Más asentimientos y unos pocos abucheos. El olor a humedad era ahora muy fuerte. Lord Locktower hizo una mueca de disgusto. El señor Jelliby lo vio sacar un pesado y viejo reloj del bolsillo y estudiarlo con una mirada furiosa. El reloj era una antigüedad, con firuletes y hecho de hierro. Al señor Jelliby le pareció un poco pasado de moda.
El duende político empezó a dar pasos de un lado a otro.
—Así ha sido desde que llegamos —dijo—. Primero nos masacraron, luego nos esclavizaron, luego volvieron a masacrarnos. ¿Y ahora? Ahora somos un chivo expiatorio, y se nos acusa de crímenes que ustedes consideran demasiado desagradables para culpar a su propia gente. ¿Por qué nos odia Inglaterra? ¿Qué hemos hecho para que nos aborrezcan tanto? No estamos aquí por gusto. No hemos venido para quedarnos. Pero el camino que llevaba a casa ha desaparecido, la puerta se ha cerrado.

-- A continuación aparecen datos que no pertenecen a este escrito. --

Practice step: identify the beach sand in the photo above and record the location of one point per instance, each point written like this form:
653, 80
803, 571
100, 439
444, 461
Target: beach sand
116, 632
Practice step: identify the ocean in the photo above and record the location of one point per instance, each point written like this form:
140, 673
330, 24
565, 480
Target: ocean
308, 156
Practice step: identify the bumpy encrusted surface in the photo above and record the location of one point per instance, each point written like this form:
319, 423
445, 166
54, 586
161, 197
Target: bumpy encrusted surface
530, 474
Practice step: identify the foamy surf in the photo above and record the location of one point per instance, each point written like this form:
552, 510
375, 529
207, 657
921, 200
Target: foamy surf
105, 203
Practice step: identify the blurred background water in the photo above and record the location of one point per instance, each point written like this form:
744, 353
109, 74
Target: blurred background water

El duende dejó de dar pasos. Miraba a la asamblea de caballeros con mucha atención. Con una voz finita, dijo:
—Jamás volveremos a ver nuestro hogar.
Al señor Jelliby aquello le pareció de una tristeza insoportable. Se descubrió asintiendo solemnemente junto a la mayoría de los demás.
Pero el señor Lickerish aún no había terminado. Dio unos pasos hasta el centro de la sala, adonde estaba el podio del presidente, y agregó:
—Hemos sufrido muchísimo en manos del destino. Aquí vivimos encadenados, encerrados en guetos, entre hierro y campanas que nos trastornan hasta la esencia misma de nuestro ser. ¿No les alcanza con eso? Ah, no. También tenemos que ser asesinos. Asesinos de niños inocentes, niños que llevan nuestra misma sangre —negó con la cabeza una vez y sus rasgos, sesgados por la luz, parecieron cambiar, volverse más suaves. Ya no parecía frío. De pronto parecía trágico, como los ángeles que lloran en el parque frente al palacio de St. James—. Solo espero que al final se haga justicia.

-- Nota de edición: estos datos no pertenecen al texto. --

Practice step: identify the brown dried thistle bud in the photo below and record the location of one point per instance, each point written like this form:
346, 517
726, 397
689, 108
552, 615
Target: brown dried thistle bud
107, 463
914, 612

El señor Jelliby miró al duende político con la esperanza de transmitirle su honda y sentida benevolencia. Los demás caballeros chasquearon la lengua y resoplaron. Pero entonces Lord Locktower se paró y dio un pisotón.
—¡Ya basta! —gritó, fulminando a todos con la mirada—. Esto no es más que quejas y lloriqueos. No pienso aceptarlo —un caballero que estaba sentado dos sillas más allá intentó callarlo, pero solo logró que subiera el volumen. Intervinieron otros hombres. Lord Locktower empezó a gritar, con la cara toda colorada. Cuando el Barón de Somerville trató de retenerlo en su asiento, Lord Locktower levantó un guante y lo abofeteó con fuerza.
Pareció como si toda la habitación hubiera inspirado hondo. Luego se desató el pandemonio. Las sillas se volcaron hacia atrás, los bastones cayeron al suelo y todo el mundo se puso de pie, a los gritos.
El señor Jelliby se dirigió a la puerta. Los lores y los duques iban de un lado a otro, a los empujones y a los codazos, y alguien gritó: “¡Abajo Inglaterra!”. El señor Jelliby se vio obligado a apartarse, y al hacerlo vio de nuevo al señor Lickerish. El duende estaba de pie en medio de la conmoción, como un barco pálido en un mar de caras rojas y sombreros negros agitados. Sonreía.